Site information
- Type: Military airfield
- Controlled by: United States Army Air Forces

Location
- Hailakandi Airfield
- Coordinates: 22°30′36″N 091°47′25″E﻿ / ﻿22.51000°N 91.79028°E

Site history
- Built: 1944
- In use: 1944–1945
- Battles/wars: Burma Campaign 1944–1945

= Hathazari Airfield =

Airfield in Bangladesh

Hathazari Airfield is a former wartime United States Army Air Forces airfield in Bangladesh that was used during the Burma Campaign in 1945. It is no longer in use.

==History==
The airfield was located near the railhead on the main railroad line to Chittagong. It was used by the 1st Combat Cargo Group as a supply point and staging airfield for resupply airlift drops over Burma from May 1945 until June 1945. It was also used by the 128th Army Communications System Squadron as a radio relay station.

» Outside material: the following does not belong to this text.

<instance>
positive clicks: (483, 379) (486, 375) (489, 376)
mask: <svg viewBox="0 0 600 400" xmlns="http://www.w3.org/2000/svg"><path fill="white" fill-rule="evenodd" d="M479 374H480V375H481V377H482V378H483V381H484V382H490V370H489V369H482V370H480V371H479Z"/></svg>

Other Douglas C-47 Skytrain and Curtiss C-46 Commando-equipped transport units used the airfield until it closed in September 1945.

=== Use by the RAF ===
Between December 1944 and April 1945, the No. 117 Squadron RAF used this airfield as their base. They were joined by a detachment of the No. 62 Squadron RAF in December 1944. The No. 62 Squadron remained at the airfield until March 1945.

Between February 1945 and May 1945 the No. 31 Squadron RAF was assigned to this airfield. The No. 177 Squadron RAF was the last Royal Air Force squadron to be assigned to this airfield before it was closed.